|Secretary of State Madeleine K. Albright
Remarks at Stability Pact Breakfast, Ciragan Palace
Istanbul, Turkey, November 18, 1999
As released by the Office of the Spokesman
U.S. Department of State
[As Prepared for Delivery]
SECRETARY ALBRIGHT: Good morning. I want to begin by thanking Knut Vollebaek for hosting this meeting. I congratulate our colleagues on the excellent package of measures they have prepared, which we and our leaders can and should endorse.
The Stability Pact has helped us move beyond our shared opposition to Milosevic and all who would rule through violence and hate. We have built a powerful positive vision -- of a Southeast Europe at peace, democratic, stable and increasingly integrated into the continent's mainstream.
And in the short time since the Sarajevo Summit, we have put together strong programs to make our vision a reality. They include a region-wide fight against the corruption that is stifling growth; and a common effort, through our new investment compact, to make the region a better host to private enterprise.
The states of the region themselves are leading the way. They have committed to strong safeguards on small arms and light weapons, and to destroying illicit stocks of such weapons. They are close to completing a groundbreaking charter on the protection of free media. By adopting a region-wide commitment to the Chemical Weapons Convention, they have placed pressure on Belgrade to follow suit. And, as both a professor and a student of the region, I particularly welcome their recommendation for a regional coordinating committee on the teaching of history.
I congratulate the states of the region for all they have accomplished; and I want to say a special word of thanks to Bodo Hombach for his leadership.
The challenge before us now is maintaining our momentum, and meeting the expectations we have raised.
When the snow melts next spring, we must have projects ready to put the people of the region to work. That means helping the region get ready to do business -- including through our new Business Advisory Council, which I am pleased to say will have four American executives among its members.
Through the South East European Cooperative Initiative (SECI), the states of the region have come together to design ways to link their infrastructure to each other, and to Europe's mainstream. Now we must commit the funds that will make this vision a reality.
With that in mind, let us look ahead at the work to be done between now and early February, when we hope a financial resources conference for the region will take place.
The United States welcomes Europe's commitment to take the lead both in organizing the conference and in identifying funding. I want to assure you that we will do our part.
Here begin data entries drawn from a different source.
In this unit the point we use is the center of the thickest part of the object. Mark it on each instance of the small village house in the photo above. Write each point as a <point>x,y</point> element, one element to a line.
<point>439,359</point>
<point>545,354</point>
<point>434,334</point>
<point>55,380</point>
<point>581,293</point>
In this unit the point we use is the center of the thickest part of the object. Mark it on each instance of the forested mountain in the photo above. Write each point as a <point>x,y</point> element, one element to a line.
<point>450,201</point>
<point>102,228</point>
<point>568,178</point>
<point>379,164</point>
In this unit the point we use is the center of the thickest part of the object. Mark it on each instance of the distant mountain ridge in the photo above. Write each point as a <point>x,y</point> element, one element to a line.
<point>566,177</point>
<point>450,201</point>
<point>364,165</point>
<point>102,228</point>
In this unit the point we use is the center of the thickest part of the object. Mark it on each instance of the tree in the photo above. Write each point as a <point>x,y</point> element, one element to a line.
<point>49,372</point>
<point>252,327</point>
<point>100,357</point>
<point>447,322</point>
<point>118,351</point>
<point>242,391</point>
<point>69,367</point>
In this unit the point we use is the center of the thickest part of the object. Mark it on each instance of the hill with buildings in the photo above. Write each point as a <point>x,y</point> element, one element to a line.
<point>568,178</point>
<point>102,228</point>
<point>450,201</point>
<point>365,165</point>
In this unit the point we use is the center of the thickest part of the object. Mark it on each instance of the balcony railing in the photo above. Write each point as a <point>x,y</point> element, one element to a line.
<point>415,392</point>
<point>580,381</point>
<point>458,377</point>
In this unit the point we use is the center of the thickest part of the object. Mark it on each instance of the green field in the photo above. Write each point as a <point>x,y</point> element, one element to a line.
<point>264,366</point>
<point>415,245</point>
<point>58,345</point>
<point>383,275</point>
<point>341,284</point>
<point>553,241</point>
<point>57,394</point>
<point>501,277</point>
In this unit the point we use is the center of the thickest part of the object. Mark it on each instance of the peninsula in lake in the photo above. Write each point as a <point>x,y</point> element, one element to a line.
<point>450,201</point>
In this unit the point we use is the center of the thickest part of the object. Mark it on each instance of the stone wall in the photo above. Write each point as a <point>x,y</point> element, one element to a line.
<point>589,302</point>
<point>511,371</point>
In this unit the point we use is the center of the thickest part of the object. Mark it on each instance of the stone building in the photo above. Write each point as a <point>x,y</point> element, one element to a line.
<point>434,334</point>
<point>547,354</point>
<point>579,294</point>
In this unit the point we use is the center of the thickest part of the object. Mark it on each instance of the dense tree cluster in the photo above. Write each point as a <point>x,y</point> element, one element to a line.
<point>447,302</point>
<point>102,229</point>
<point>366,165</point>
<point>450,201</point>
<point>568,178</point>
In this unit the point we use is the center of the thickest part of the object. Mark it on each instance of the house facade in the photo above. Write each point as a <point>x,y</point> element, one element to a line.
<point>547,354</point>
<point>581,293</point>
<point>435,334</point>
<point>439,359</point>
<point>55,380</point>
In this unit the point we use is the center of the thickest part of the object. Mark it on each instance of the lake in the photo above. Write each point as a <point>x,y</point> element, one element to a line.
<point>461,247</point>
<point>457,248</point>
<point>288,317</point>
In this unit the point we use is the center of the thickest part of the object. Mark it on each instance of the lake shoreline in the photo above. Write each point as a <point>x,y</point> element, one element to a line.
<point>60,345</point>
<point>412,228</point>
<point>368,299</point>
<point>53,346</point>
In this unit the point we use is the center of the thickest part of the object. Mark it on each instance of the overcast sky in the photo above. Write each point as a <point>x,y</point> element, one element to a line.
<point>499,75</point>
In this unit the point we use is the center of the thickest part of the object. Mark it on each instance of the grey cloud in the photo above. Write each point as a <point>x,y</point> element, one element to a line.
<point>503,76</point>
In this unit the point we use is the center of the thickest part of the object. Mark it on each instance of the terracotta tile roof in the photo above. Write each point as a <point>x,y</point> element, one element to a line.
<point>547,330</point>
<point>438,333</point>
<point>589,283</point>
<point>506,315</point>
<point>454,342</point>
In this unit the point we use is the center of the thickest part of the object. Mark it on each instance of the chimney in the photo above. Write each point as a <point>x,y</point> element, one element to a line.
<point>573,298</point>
We have worked hard to fulfill the pledges President Clinton made in Sarajevo; and we have had good news from our Congress this week.
And we are looking for new and innovative ways to provide support. For example, we expect that a new foundation, endowed with $150 million from the Polish-American Enterprise Fund, will enable Polish NGOs to put their expertise to use in the region.
Almost a decade ago, that fund was founded to make a significant American investment in the future of Central European democracy. It has been so successful that it has returned money to the U.S. Treasury -- and provided funds that will help Poland help others.
In sum, if we apply the same ingenuity and determination to finding funds that our colleagues from Southeast Europe have used in getting programs under way, we cannot help but succeed. I look forward to working with all of you toward that end in the weeks ahead.